Gebruik van de koeienhalster
De halster werd gebruikt om de koe te kunnen leiden. Als koeien over de weg naar een verder weg gelegen weiland gebracht moesten worden, dan werden zij met halsters aan elkaar gebonden. De halster was ook nodig als de koe geïnsemineerd werd in de wei, als ze naar de deel gebracht werd om te kalven, getoond werd tijdens een rundveefokdag of op de veemarkt. Door de ruilverkaveling (waarbij het land dichterbij de boerderij kwam) en het toenemend inzetten van veewagens, trailers en vrachtwagens is het gebruik van de koehalster verdwenen. Het voordeel is dat de koe nu rustiger blijft; zo’n touw veroorzaakte vroeger meer onrust. Maar een boer is er wel druk mee om hekken neer te zetten tussen de staldeur en de trailer. In die tijd kan ook de koe de halster omgedaan worden. Het punt is dat er veel koeien zijn en maar één boer om ze allemaal ‘halstermak’ te maken. Je vindt nog maar een enkele boer die tegenwoordig nog de halsters gebruikt, die van nylon of sisal zijn gem aakt.
Touwdraaien samen met kinderen
Hoe het touwdraaien gaat, dat wordt jaarlijks regelmatig getoond door de 'Touwdraaier van ‘t Olde Hesselink' tijdens dagen die Stichting Boerengoed organiseert in Winterswijk en omstreken. De Stichting Boerengoed bezit een touwdraaiapparaat, dat qua afmeting zodanig gemaakt is dat kinderen daarmee ook kunnen werken. Het is leuk en educatief dit werk samen met kinderen te doen. Eén kind draait aan de zwengel met de vier haakjes en het andere kind draait aan de zwengel met het ene haakje. Nadat de touwen door den Olden Hesselink zijn ingespannen plaatst hij de klos tussen de touwen aan de zijde van het ene haakje en geeft hij het kind met de vier haakjes het commando om te gaan draaien. Dit draaien gaat in de richting van de klok, met de klok mee.

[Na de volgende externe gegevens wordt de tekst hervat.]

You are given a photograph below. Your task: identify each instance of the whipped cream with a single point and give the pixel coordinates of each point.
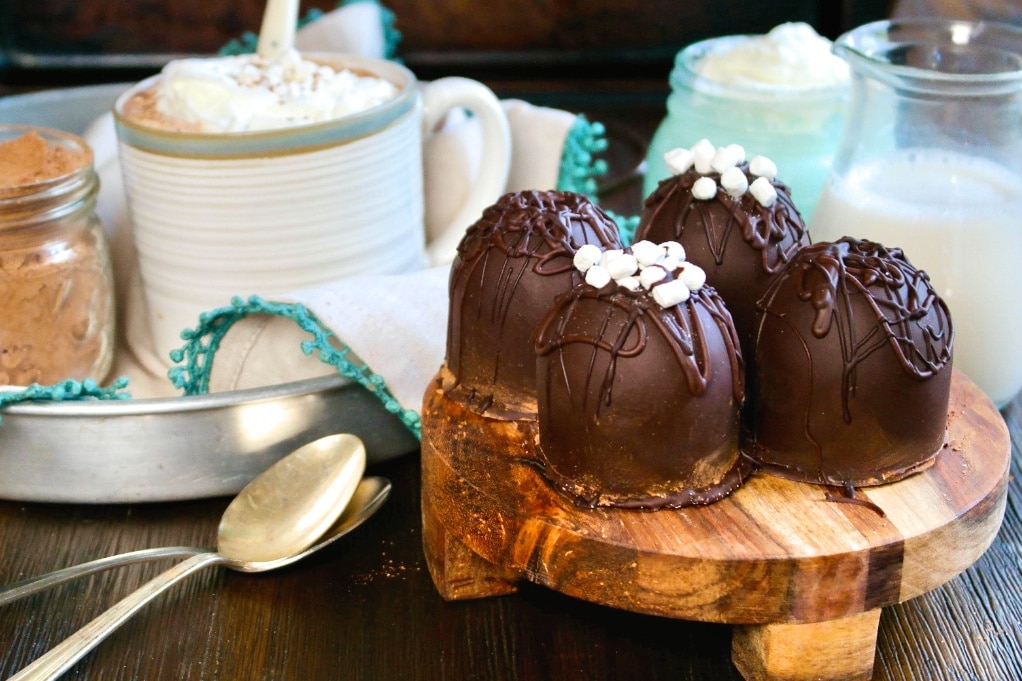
(248, 93)
(791, 56)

Als er genoeg spanning op de touwen is ontstaan, dan wordt de andere kinderen gevraagd ook te gaan draaien (met de draairichting van het eerste kind mee). Tegelijkertijd schuift den Olden Hesselink de klos van het ene haakje in de richting van de vier haakjes. Als hij dat punt bereikt dan is het touw (tot verbazing van de kinderen) helemaal klaar. Tot slot maakt hij aan het einde van de vier haakjes een lus, zodat het touw niet meer kan losdraaien. Met de kinderen kunnen verschillende touwen gemaakt worden, zoals bijvoorbeeld voor het uitlaten van de hond. Ook kan de “halterstrang” van strotouw gemaakt worden. Met een dubbeldikke halter kan een paard geleid worden. Het leukste voor de kinderen is uiteraard een springtouw (kort of heel lang), en zeker – zoals Olde Hesselink zegt - als moeder of oma er dan mee gaat springen!